Over the summer, Professor of Chemistry Walter Bowyer and students have been examining the production of color during the Upper Paleolithic era.

Professor of Chemistry Walter Bowyer works with Angelina Jordan '27 while conducting research.

Working with Jessica Finnerty ’26, Angelina Jordan ’27 and Ameer Muse ’26, Bowyer has been replicating how artists from the era, about 20,000-50,000 years ago, heated iron ochres to convert them from yellow-brown goethite to red hematite. In a previous research study, Bowyer cited how geologists and material scientists have known that goethite can be converted into hematite by heating. The process has been well studied in the lab using powder X-ray diffraction and electron microscopy. But this process hasn’t been replicated outside of a laboratory, which Bowyer and the students have been doing. 

“We know this can be done in a furnace but how exactly did ancient people do this in a fire?” says Bowyer. 

The students have taken the ochre, heated it over an open flame outside to create the red pigment and, once it has cooled, tracked its color through spectrometry. 

Finnerty, a biology major, became interested in conducting research with Bowyer after taking the Bidisciplinary course “New Chemistry Meets Old Art” that Bowyer teaches jointly with Associate Professor of Art and Architecture Liliana Leopardi. Through the course, Finnerty learned about the ways in which science and art are connected. 

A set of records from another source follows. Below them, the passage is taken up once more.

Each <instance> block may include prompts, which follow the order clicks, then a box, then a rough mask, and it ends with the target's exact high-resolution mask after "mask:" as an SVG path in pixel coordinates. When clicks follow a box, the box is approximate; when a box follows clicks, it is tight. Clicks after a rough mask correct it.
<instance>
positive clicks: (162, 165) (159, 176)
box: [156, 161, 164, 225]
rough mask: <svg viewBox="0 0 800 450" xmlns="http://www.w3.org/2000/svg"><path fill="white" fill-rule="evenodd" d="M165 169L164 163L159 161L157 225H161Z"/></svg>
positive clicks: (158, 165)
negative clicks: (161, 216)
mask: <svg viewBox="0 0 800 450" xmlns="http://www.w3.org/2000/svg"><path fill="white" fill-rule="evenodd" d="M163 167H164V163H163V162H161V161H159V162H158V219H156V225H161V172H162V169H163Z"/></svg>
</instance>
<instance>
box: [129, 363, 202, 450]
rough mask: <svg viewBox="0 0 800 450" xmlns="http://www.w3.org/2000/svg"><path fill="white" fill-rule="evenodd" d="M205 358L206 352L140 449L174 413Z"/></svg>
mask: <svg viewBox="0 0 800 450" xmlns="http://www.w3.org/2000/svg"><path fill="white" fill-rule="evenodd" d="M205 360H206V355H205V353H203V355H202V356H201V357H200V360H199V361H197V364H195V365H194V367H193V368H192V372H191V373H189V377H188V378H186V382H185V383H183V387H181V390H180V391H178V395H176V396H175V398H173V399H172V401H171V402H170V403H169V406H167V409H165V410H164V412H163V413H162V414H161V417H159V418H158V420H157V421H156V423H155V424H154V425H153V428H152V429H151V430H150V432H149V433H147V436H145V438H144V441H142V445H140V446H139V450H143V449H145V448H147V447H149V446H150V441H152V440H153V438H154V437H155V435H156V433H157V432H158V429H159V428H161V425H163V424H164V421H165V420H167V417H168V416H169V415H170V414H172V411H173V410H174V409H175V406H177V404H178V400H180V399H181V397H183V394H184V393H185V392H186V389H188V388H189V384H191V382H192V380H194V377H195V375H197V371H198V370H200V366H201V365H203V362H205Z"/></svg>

This summer, she also has enjoyed the opportunity to get to know her classmates better. “We’ve got a really great group here and have gotten super close the past few weeks,” says Finnerty, of Fairfield, Conn.

Muse, a chemistry major from Trenton, N.J. has enjoyed this valuable introduction to scientific research. “My goal is to try to learn as much as possible: learning how to use the machines, the furnace, the microscopes and proper lab safety,” he says.

Jordan, who plans to major in chemistry, says she became interested in conducting research after taking a class with Bowyer as well. 

“I enjoyed Professor Bowyer’s class ‘New Chemistry Meets Old Art’ and given the opportunity to work with him in a professional research environment, there was no way I was going to pass it up,” says Jordan, of Canandaigua, N.Y. 

Bowyer hopes the research experience will provide the students with not only knowledge but the confidence to design their own experiments and continue to understand the importance of how what they are learning in their labs is connected to real life. 

Top: Angelina Jordan '27, Ameer Muse '26 and Jessica Finnerty '26 work in Rosenberg Hall.